Его отец некоторое время боролся с этим, но уступил — не принципу, а желанию жены. Он ограничился удалением из замка всех детей служащих, опасаясь, что благодаря низкому обществу прихоти мальчика превратятся в склонности, трудно-искоренимые. В общем, он был всепоглощенно занят бесчисленными фамильными процессами, начало которых терялось в эпохе возникновения бумажных фабрик, а конец — в смерти всех кляузников.
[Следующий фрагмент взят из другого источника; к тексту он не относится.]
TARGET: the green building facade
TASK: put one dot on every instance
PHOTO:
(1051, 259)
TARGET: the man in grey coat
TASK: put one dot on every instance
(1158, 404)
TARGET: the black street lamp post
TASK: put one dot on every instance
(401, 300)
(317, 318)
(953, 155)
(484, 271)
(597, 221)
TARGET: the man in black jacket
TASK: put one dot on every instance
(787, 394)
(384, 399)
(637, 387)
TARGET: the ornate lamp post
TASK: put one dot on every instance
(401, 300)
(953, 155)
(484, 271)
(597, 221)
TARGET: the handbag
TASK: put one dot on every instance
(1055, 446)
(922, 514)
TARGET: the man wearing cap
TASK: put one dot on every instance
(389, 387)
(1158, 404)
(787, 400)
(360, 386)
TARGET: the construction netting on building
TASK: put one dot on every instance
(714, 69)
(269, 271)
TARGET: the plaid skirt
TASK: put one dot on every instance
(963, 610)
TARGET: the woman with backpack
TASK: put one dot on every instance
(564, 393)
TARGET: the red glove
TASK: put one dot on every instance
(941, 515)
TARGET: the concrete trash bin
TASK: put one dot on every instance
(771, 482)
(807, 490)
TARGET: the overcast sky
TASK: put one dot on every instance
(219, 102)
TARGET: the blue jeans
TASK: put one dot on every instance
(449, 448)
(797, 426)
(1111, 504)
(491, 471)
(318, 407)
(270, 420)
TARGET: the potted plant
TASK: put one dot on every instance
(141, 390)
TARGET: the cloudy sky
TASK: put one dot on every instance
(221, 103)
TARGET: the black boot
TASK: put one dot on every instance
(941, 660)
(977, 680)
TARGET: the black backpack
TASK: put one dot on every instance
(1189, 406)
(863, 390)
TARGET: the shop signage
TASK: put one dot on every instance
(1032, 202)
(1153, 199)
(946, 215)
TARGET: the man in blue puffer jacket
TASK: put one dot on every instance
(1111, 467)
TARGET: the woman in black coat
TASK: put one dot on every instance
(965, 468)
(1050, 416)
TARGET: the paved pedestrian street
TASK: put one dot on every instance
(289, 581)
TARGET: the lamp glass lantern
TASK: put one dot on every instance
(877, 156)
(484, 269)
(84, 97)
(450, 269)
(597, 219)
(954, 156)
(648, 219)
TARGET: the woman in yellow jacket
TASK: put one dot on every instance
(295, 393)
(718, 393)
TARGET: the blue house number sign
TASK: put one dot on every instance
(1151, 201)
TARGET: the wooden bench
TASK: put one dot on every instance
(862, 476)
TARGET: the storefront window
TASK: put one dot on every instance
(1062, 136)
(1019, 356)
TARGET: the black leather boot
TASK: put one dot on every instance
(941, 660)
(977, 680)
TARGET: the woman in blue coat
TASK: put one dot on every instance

Кроме того, государственные дела, дела поместий, диктант мемуаров, выезды парадных охот, чтение газет и сложная переписка держали его в некотором внутреннем отдалении от семьи; сына он видел так редко, что иногда забывал, сколько ему лет. Таким образом, Грэй жил в своем мире. Он играл один — обыкновенно на задних дворах замка, имевших в старину боевое значение. Эти обширные пустыри, с остатками высоких рвов, с заросшими мхом каменными погребами, были полны бурьяна, крапивы, репейника, терна и скромнопестрых диких цветов. Грэй часами оставался здесь, исследуя норы кротов, сражаясь с бурьяном, подстерегая бабочек и строя из кирпичного лома крепости, которые бомбардировал палками и булыжником. Ему шел уже двенадцатый год, когда все намеки его души, все разрозненные черты духа и оттенки тайных порывов соединились в одном сильном моменте и тем получив стройное выражение стали неукротимым желанием. До этого он как бы находил лишь отдельные части своего сада — просвет, тень, цветок, дремучий и пышный ствол — во множестве садов иных, и вдруг увидел их ясно, все — в прекрасном, поражающем соответствии.

Это случилось в библиотеке. Ее высокая дверь с мутным стеклом вверху была обыкновенно заперта, но защелка замка слабо держалась в гнезде створок; надавленная рукой, дверь отходила, натуживалась и раскрывалась. Когда дух исследования заставил Грэя проникнуть в библиотеку, его поразил пыльный свет, вся сила и особенность которого заключалась в цветном узоре верхней части оконных стекол. Тишина покинутости стояла здесь, как прудовая вода. Темные ряды книжных шкапов местами примыкали к окнам, заслонив их наполовину, между шкапов были проходы, заваленные грудами книг. Там — раскрытый альбом с выскользнувшими внутренними листами, там — свитки, перевязанные золотым шнуром; стопы книг угрюмого вида; толстые пласты рукописей, насыпь миниатюрных томиков, трещавших, как кора, если их раскрывали; здесь — чертежи и таблицы, ряды новых изданий, карты; разнообразие переплетов, грубых, нежных, черных, пестрых, синих, серых, толстых, тонких, шершавых и гладких. Шкапы были плотно набиты книгами. Они казались стенами, заключившими жизнь в самой толще своей. В отражениях шкапных стекол виднелись другие шкапы, покрытые бесцветно блестящими пятнами. Огромный глобус, заключенный в медный сферический крест экватора и меридиана, стоял на круглом столе.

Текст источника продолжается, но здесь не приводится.